雖沒有細細說明‘她’是誰,但主僕二人都心知肚明。
誠豐道:“時間太緊,我只來得及將太子派來的人給埋了,還未清理血跡,她就已經醒了。”
趙瀟譽似乎並不在意楚傾言是否察覺,他道:“她有什麼反應?”
誠豐臉色有些古怪,常人看到自家門口一灘血,不被嚇到才是怪異,他道:“反應很平淡,還將血跡都給收拾了。”

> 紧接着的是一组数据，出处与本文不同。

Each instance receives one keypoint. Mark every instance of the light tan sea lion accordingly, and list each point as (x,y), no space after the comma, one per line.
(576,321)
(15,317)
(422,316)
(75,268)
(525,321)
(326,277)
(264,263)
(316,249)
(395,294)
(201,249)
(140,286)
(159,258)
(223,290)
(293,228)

頓了頓,誠豐又道:“主子,她還在門口下了捕獸夾,太子的人輕敵,居然踩中了。”
聞言,趙瀟譽嘴角微微勾起,道:“捕獸夾?一個身經百戰的死士竟然中了這種低劣的陷阱,有些意思。”
他興趣被挑起一分,道:“繼續跟著她。”
“屬下遵命。”
誠豐雙手抱拳,恭敬退下,轉身,開門,腳步聲卻頓在了原地。